The euro fell 0.13% to $1.1344, after surging 3.6% last week and hitting a three-year high on Friday as investors flocked to the common currency following a crisis of confidence in the dollar.
"I think we could see the euro trading at $1.20 by about ... late July, early August," IG's Sycamore said.
Growing nervousness among investors about holding U.S. assets has led some to dump those positions and move money into markets including Europe, with those flows boosting the euro.
Elsewhere, the yen fell 0.2% to 143.79 per dollar, while sterling fell 0.33% to $1.3084.
The Australian dollar rose 0.15% to $0.63035, extending its more than 4% gain from last week.
Against a basket of currencies, the U.S. dollar last stood at 99.73, not far from a three-year low hit on Friday.
"Markets are reassessing the dollar's structural appeal as the world's global reserve currency and are undergoing a rapid de-dollarization process," George Saravelos, global head of FX research at Deutsche Bank, wrote in a client note.
"This is most evident in the sustained and combined collapse in the U.S. currency and bond markets."
The massive sell-off in the U.S. Treasury market last week, driven in part by the rapid unwinding of so-called basis trades by hedge funds, was a major drag on the dollar.
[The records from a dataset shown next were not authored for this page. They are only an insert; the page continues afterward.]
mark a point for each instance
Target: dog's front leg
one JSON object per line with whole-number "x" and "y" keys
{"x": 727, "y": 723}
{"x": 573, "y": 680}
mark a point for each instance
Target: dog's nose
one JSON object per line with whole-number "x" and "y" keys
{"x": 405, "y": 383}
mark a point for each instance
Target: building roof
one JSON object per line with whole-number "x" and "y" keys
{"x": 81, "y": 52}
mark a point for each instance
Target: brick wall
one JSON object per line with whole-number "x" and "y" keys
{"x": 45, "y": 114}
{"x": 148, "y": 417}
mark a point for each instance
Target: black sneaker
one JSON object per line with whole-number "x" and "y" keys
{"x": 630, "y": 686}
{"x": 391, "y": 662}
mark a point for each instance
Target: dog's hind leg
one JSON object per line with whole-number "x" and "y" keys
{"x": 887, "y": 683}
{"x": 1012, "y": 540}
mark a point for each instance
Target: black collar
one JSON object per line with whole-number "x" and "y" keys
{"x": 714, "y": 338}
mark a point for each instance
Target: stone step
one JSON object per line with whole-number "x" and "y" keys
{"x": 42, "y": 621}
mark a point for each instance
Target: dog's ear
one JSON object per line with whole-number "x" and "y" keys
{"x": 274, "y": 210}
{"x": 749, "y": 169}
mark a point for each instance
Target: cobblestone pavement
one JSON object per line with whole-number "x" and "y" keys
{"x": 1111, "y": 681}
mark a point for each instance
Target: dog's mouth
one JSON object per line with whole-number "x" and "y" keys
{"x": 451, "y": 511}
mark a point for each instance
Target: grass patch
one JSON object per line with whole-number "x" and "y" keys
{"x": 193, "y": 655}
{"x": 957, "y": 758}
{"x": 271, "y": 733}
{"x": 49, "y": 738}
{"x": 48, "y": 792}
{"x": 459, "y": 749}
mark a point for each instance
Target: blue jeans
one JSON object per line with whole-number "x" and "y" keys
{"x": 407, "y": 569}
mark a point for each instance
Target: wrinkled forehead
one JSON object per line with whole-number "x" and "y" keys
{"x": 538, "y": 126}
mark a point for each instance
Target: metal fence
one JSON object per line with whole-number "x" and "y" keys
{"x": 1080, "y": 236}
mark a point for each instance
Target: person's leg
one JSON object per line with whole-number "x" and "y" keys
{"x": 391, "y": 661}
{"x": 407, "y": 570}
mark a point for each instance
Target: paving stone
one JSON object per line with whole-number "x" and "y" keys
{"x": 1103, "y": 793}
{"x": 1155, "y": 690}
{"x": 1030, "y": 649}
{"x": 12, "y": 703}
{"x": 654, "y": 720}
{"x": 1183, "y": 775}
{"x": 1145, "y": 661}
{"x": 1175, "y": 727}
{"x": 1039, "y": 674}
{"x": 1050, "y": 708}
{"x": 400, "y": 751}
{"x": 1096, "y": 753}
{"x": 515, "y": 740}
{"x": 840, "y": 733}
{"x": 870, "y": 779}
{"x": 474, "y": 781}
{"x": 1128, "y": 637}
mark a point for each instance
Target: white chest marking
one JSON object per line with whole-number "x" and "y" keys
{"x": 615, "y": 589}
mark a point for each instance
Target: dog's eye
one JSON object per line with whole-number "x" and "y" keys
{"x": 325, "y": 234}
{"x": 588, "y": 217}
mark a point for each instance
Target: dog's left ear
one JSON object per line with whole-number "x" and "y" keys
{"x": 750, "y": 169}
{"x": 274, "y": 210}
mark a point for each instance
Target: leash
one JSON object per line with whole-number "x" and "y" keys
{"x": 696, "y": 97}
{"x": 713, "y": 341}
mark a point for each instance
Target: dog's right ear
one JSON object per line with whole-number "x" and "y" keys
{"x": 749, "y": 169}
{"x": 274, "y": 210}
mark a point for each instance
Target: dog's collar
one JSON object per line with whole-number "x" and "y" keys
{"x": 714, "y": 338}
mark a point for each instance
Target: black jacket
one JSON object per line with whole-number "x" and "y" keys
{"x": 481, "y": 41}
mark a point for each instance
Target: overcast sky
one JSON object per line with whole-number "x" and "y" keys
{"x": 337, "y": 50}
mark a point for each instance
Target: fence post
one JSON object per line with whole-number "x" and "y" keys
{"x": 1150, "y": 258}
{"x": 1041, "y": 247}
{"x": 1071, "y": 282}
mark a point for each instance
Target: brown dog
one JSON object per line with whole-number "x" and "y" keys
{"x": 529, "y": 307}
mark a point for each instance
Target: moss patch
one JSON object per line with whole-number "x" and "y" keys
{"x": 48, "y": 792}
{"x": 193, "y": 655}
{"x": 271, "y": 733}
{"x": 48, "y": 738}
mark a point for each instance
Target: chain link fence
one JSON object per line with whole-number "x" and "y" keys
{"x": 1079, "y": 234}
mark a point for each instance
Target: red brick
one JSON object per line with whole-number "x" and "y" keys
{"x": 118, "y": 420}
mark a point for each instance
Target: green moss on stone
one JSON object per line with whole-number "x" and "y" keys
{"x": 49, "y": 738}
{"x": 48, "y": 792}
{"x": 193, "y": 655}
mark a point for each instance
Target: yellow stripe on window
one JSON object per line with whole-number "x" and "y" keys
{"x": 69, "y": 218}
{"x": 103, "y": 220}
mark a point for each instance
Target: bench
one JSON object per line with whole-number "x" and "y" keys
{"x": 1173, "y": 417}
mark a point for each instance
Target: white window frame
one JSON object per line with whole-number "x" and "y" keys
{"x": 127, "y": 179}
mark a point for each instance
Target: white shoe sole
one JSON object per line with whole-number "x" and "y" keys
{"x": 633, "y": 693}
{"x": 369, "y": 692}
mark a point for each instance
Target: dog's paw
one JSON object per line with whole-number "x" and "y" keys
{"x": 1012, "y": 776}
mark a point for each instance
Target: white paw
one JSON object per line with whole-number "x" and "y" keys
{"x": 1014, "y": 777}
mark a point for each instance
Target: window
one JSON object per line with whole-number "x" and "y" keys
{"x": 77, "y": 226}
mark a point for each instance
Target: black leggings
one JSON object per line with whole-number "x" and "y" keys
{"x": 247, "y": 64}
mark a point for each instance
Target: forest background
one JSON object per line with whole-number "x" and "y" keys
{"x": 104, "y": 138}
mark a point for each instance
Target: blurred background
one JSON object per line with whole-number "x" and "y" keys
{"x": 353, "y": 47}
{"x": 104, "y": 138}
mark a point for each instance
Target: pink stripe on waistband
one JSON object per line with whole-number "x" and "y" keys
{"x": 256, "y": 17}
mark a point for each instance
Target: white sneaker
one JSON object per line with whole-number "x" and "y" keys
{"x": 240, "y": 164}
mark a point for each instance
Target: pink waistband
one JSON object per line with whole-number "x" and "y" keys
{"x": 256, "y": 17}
On Monday morning, there was little sign of a recovery in the 10-year Treasury note at 4.47% after the biggest weekly rise in borrowing costs in decades.
"We think the de-dollarization process has some way to go, but we remain open-minded about how it plays out and what the new equilibrium in the global financial architecture will look like," Saravelos said.
In other currencies, the New Zealand dollar rose 0.33% to $0.5843. The offshore yuan fell 0.17% to 7.2941 per dollar ahead of the onshore market opening on Monday afternoon.